FortiSIEM: Rule sync error

adem_netsys · ‎01-04-2024

Hello,

I cloned the existing "Windows Security Log Cleared" rule in the rules and created it in a new name, only I made the within value 120, not 600, and made the rule in the default disable. However, this time, when the rule was triggered, it created an incident with the name in the default and gave a sync error error in the rule. What could be the reason?

Richie_C · ‎01-05-2024

yes indeed. As per the documentation:

https://help.fortinet.com/fsiem/7-1-1/Online-Help/HTML5_Help/Notification_Settings.htm

"Notifications will be sent only if an incident occurs during the time range you set here."

Take a backup before making any changes

View solution in original post

Richie_C · ‎01-05-2024

Hi

My suggestion would be to export the rules (both default and cloned) from the GUI in XML format. You can then compare the rules in a text editor.

My guess is that there is some confusion between the rule name and the Incident title. You can either amend the XML and import the rule or edit the incident title under Define Action > Action.

I hope it helps!

Take a backup before making any changes

adem_netsys · ‎01-05-2024

Hi @Richie_C

first of all thank you for your interest, my other question is about the notification part. Although I added the rules here, I think the notification is not working stable because I want it to send an e-mail every time it is triggered, but it does not do this continuously, I have not encountered such a problem before.

Richie_C · ‎01-05-2024

I am not aware of anything in the rule that would cause this behaviour.

It is possible to check the notification history of an incident. you should see that the email is sent successfully. Or maybe an error will be displayed. more information can be found here:

https://help.fortinet.com/fsiem/7-1-1/Online-Help/HTML5_Help/FortiSIEM_Operations_Incidents_and_Case...

Take a backup before making any changes

Richie_C · ‎01-05-2024

Im a bit confused. The above screenshot show TCP heavy scan in the top window.

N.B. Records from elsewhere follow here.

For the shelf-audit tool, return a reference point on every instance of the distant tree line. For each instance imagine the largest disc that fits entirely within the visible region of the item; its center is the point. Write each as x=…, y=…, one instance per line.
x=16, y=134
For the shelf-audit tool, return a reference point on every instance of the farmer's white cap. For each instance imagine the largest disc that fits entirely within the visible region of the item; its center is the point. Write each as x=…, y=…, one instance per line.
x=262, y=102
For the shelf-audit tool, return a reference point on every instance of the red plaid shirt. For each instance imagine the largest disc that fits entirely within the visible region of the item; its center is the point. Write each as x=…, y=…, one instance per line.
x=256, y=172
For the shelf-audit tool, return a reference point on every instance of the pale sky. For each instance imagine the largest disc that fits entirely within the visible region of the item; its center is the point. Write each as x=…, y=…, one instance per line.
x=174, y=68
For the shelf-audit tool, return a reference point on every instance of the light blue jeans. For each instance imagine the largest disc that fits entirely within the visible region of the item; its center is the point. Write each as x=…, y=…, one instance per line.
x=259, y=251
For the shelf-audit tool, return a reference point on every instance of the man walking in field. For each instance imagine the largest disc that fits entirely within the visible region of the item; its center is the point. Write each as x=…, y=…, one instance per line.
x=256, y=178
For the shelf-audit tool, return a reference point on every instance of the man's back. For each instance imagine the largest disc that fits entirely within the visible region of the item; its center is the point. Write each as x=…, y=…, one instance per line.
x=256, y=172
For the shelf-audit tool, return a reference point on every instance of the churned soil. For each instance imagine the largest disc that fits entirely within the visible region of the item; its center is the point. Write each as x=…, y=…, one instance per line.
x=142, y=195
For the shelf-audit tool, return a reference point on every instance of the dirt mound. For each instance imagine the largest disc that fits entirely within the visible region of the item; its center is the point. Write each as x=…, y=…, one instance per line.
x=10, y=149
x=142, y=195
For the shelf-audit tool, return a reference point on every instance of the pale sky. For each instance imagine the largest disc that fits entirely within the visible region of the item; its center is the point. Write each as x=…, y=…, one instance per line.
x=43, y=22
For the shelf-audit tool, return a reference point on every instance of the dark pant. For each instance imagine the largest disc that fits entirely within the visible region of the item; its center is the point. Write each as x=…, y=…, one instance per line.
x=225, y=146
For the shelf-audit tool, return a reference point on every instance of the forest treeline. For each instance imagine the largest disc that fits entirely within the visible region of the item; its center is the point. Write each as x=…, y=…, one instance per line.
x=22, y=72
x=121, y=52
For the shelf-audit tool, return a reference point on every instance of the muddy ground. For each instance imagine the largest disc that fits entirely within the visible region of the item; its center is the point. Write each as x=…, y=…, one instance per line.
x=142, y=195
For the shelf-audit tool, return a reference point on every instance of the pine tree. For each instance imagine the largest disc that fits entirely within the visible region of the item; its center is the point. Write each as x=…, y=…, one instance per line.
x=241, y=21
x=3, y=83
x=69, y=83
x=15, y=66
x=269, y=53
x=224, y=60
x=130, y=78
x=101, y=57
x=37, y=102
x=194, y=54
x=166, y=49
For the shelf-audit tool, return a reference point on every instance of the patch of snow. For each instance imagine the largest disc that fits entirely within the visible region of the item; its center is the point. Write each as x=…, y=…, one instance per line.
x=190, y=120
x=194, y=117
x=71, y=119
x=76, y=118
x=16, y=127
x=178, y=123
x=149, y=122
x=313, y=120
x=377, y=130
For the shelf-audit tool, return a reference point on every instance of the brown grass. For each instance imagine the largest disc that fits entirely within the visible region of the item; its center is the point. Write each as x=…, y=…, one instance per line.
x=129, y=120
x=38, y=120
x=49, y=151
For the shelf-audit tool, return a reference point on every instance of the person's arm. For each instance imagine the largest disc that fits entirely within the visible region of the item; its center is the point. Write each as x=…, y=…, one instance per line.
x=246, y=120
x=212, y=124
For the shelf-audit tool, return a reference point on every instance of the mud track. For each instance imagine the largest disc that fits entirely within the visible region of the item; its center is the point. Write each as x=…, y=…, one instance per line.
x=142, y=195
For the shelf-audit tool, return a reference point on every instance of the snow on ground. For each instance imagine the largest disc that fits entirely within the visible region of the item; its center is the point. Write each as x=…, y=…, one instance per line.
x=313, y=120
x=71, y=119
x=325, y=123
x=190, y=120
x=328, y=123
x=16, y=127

But only UDP host scan and windows security log cleared in the bottom window.

Do you have an example with UDP host scan?

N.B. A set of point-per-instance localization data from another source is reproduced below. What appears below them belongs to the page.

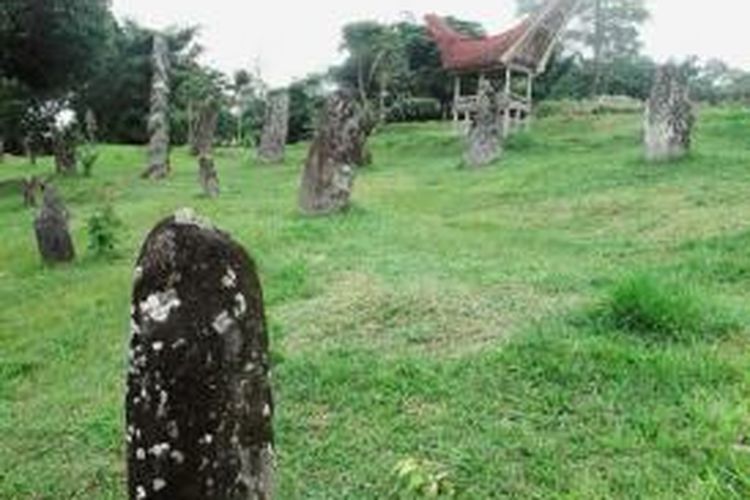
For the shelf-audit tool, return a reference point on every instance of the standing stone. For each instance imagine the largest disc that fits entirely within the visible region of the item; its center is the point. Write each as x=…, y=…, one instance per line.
x=275, y=129
x=328, y=178
x=208, y=176
x=205, y=127
x=484, y=140
x=158, y=122
x=669, y=116
x=198, y=408
x=64, y=145
x=31, y=188
x=51, y=227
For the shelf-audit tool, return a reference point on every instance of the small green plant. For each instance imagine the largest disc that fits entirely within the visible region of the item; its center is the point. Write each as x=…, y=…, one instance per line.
x=103, y=226
x=88, y=155
x=417, y=478
x=651, y=308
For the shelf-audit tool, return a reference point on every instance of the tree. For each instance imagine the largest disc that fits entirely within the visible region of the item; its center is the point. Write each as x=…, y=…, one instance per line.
x=49, y=50
x=607, y=32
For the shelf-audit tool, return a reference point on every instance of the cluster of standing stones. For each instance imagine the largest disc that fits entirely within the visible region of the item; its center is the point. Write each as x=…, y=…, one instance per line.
x=199, y=407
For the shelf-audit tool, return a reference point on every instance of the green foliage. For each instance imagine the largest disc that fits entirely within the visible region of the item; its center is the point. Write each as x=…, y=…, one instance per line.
x=653, y=309
x=415, y=109
x=103, y=227
x=52, y=47
x=421, y=479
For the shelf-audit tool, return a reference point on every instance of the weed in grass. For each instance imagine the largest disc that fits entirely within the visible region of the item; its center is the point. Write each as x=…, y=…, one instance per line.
x=654, y=309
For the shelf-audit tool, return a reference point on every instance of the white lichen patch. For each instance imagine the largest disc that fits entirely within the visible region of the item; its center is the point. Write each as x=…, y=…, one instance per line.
x=188, y=217
x=159, y=484
x=160, y=450
x=240, y=307
x=178, y=457
x=230, y=278
x=223, y=323
x=140, y=493
x=158, y=306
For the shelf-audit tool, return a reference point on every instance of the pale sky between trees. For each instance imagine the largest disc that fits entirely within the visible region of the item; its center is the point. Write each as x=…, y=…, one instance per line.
x=290, y=38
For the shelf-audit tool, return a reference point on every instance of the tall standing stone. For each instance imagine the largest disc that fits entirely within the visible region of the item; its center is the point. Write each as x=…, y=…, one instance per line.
x=328, y=178
x=198, y=404
x=669, y=116
x=51, y=227
x=158, y=121
x=275, y=129
x=484, y=140
x=205, y=130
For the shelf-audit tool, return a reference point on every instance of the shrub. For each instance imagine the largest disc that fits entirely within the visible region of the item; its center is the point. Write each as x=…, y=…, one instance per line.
x=653, y=309
x=103, y=226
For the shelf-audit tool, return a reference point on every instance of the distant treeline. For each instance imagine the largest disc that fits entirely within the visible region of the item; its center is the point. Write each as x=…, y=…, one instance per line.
x=74, y=54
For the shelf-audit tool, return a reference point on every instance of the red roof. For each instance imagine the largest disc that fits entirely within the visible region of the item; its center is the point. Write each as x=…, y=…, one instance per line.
x=461, y=53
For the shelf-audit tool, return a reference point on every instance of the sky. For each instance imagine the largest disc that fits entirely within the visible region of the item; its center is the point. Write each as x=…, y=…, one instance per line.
x=287, y=39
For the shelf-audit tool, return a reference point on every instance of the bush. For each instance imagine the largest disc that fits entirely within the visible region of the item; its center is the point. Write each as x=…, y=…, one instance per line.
x=650, y=308
x=415, y=109
x=103, y=226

Take a backup before making any changes

adem_netsys · ‎01-05-2024

Yes @Richie_C, The reason for the difference between the two is due to the time difference, I took this image before I added them, and since the result did not change after I added them, I did not add a new image.

Richie_C · ‎01-05-2024

Take a backup before making any changes

adem_netsys · ‎01-05-2024

Hi @Richie_C

Obviously, this is the current working rule, I deleted the one I cloned. The rule creates an incident but does not send notifications, and the notifications sent come randomly, not within a certain period of time. For example, two incidents occur, they are available in the notification policy, but one of them comes.

Richie_C · ‎01-05-2024

If you are saying that a new incident is triggered, but it does not create an email as configured, then it doesn't sound like normal behaviour. This would probably require a TAC case.

However, if it is the repeat of a previously triggered rule, then by default it would only trigger again after 24 hours.

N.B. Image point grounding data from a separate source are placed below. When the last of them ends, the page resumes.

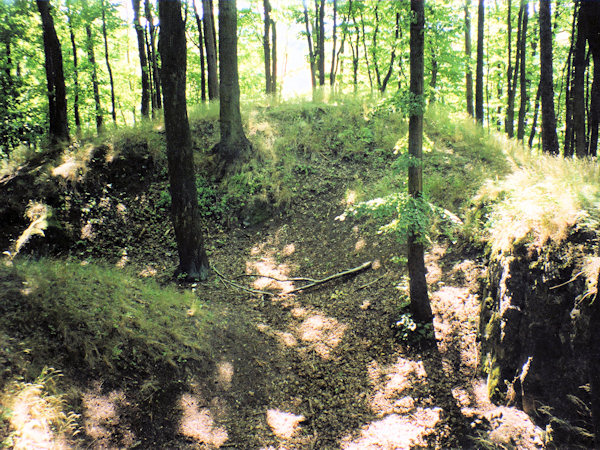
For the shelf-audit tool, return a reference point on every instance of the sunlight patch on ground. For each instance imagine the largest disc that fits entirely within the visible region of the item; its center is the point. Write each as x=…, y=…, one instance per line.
x=224, y=374
x=101, y=416
x=395, y=431
x=322, y=333
x=198, y=423
x=283, y=424
x=269, y=269
x=391, y=384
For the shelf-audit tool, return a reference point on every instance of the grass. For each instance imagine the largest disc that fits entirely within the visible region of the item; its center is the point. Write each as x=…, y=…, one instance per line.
x=104, y=317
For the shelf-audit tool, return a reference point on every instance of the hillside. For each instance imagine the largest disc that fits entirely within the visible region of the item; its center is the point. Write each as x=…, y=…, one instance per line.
x=239, y=361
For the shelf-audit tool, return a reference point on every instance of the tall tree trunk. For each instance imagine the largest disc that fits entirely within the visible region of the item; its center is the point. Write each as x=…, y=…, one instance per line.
x=364, y=39
x=211, y=49
x=578, y=84
x=523, y=73
x=267, y=45
x=510, y=106
x=182, y=180
x=57, y=98
x=108, y=68
x=536, y=109
x=333, y=60
x=479, y=114
x=419, y=298
x=311, y=52
x=546, y=89
x=139, y=31
x=594, y=45
x=386, y=79
x=95, y=87
x=468, y=72
x=157, y=102
x=321, y=43
x=273, y=57
x=233, y=140
x=201, y=49
x=75, y=76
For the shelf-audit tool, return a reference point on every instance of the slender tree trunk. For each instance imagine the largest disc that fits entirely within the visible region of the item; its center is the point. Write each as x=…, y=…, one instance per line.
x=333, y=60
x=311, y=53
x=578, y=84
x=108, y=68
x=536, y=109
x=546, y=88
x=510, y=107
x=267, y=45
x=364, y=39
x=468, y=71
x=182, y=180
x=386, y=79
x=419, y=298
x=139, y=31
x=523, y=74
x=152, y=54
x=201, y=49
x=95, y=87
x=57, y=98
x=75, y=77
x=479, y=113
x=211, y=49
x=233, y=140
x=273, y=57
x=321, y=43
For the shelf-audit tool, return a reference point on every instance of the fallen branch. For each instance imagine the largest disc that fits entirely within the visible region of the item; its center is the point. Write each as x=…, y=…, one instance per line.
x=332, y=277
x=238, y=286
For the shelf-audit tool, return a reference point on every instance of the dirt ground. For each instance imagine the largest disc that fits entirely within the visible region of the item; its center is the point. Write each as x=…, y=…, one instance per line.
x=321, y=368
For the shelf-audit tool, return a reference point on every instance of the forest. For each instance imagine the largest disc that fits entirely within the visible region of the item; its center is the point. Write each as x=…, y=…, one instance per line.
x=299, y=224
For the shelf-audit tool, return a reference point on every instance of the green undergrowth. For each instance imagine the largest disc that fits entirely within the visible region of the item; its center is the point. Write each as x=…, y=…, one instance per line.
x=104, y=318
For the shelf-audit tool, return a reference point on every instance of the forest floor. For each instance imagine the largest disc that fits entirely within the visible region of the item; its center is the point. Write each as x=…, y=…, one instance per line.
x=320, y=368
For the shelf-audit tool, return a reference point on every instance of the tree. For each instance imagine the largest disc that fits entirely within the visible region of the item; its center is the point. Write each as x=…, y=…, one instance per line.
x=57, y=97
x=139, y=31
x=469, y=73
x=193, y=261
x=211, y=49
x=94, y=68
x=479, y=70
x=233, y=140
x=546, y=89
x=419, y=299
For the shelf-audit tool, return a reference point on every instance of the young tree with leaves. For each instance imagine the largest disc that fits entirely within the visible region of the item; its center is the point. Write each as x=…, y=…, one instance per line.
x=419, y=298
x=193, y=261
x=546, y=89
x=57, y=97
x=233, y=139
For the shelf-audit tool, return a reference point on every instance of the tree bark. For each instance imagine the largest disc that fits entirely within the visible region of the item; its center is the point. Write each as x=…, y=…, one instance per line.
x=479, y=113
x=108, y=68
x=419, y=298
x=233, y=140
x=201, y=49
x=193, y=261
x=311, y=53
x=95, y=87
x=267, y=45
x=546, y=89
x=76, y=114
x=211, y=49
x=139, y=31
x=57, y=98
x=156, y=96
x=523, y=72
x=468, y=71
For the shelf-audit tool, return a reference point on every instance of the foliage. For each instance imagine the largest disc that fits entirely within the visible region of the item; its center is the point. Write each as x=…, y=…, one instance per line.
x=104, y=317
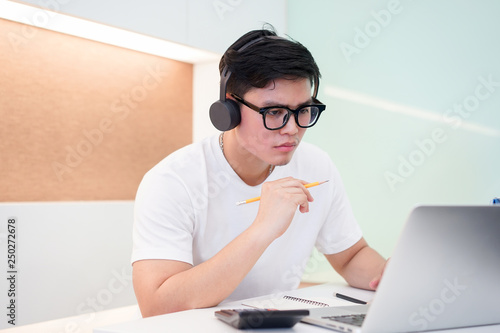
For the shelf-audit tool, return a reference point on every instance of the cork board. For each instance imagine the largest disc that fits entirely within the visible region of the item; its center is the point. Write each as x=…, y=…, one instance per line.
x=82, y=120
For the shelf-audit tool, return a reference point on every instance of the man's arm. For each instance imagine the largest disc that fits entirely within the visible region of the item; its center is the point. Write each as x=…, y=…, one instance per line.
x=163, y=286
x=360, y=265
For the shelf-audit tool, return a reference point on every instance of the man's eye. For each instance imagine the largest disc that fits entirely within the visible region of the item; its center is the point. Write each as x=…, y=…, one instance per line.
x=276, y=112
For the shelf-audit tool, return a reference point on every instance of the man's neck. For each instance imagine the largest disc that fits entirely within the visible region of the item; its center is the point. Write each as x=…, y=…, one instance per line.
x=249, y=168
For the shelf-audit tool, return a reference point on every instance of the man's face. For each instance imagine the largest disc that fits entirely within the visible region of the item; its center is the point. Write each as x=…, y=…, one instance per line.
x=274, y=147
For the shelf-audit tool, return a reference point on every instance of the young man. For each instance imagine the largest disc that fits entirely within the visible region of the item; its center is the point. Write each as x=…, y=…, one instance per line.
x=194, y=247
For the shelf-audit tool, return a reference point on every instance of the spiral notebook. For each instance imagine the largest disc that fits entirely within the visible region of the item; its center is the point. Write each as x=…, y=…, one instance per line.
x=288, y=302
x=320, y=298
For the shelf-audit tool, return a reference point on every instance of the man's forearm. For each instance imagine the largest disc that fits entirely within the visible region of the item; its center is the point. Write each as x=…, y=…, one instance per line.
x=211, y=282
x=366, y=265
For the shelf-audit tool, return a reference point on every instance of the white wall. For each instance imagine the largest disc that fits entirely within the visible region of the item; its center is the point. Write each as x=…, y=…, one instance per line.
x=206, y=24
x=413, y=92
x=69, y=259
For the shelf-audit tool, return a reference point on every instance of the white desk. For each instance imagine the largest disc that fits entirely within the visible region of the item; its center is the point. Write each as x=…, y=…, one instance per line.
x=203, y=320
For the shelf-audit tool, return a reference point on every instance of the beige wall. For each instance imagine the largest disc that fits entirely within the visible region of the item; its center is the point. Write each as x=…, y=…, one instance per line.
x=80, y=120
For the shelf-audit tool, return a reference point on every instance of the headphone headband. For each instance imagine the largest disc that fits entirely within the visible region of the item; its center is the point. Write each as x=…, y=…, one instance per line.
x=225, y=113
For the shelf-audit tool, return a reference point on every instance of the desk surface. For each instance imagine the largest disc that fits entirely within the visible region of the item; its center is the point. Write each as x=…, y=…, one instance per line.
x=203, y=320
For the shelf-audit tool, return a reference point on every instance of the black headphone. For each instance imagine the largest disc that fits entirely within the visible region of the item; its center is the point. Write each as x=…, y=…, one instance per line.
x=225, y=113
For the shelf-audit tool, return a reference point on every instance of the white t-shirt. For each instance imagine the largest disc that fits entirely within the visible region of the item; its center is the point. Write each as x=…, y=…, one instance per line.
x=186, y=210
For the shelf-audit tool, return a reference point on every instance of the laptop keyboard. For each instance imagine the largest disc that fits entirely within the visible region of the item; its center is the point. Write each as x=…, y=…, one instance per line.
x=355, y=319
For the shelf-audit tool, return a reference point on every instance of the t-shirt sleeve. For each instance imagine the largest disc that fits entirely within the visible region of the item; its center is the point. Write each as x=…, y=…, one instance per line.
x=341, y=230
x=163, y=219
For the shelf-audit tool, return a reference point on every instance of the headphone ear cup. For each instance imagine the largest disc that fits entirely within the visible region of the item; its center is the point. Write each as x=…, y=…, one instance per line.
x=225, y=115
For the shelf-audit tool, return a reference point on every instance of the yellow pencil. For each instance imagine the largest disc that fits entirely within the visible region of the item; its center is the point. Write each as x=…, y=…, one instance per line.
x=258, y=198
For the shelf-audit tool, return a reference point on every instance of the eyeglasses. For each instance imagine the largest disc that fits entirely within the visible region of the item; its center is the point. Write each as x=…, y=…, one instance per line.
x=276, y=117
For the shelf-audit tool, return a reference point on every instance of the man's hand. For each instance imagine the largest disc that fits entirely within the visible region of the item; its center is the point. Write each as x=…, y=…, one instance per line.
x=279, y=202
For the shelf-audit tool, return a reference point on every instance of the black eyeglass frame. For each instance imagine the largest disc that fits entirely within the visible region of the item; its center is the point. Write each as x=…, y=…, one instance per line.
x=263, y=111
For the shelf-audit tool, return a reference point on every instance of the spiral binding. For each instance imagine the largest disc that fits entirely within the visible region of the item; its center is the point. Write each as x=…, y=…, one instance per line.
x=306, y=301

As previously mentioned, you can check the notification history for the incident.

https://help.fortinet.com/fsiem/7-1-1/Online-Help/HTML5_Help/FortiSIEM_Operations_Incidents_and_Case...

In the latest version 7.1 we can see the history in a nice new view:

In the above example we can see successfully triggered notifications. Maybe you will see an error in your system.

Take a backup before making any changes

adem_netsys · ‎01-05-2024

For Example, Normally, since the notification is 1 in 24 hours, if an incident is triggered with the same rule, you expect it to generate mail only 1 time, right, but this is not the case. It can create more than one in the form of Update and as you can see in the image, the same incident header sent a mail in an incident but not here. I'm confused.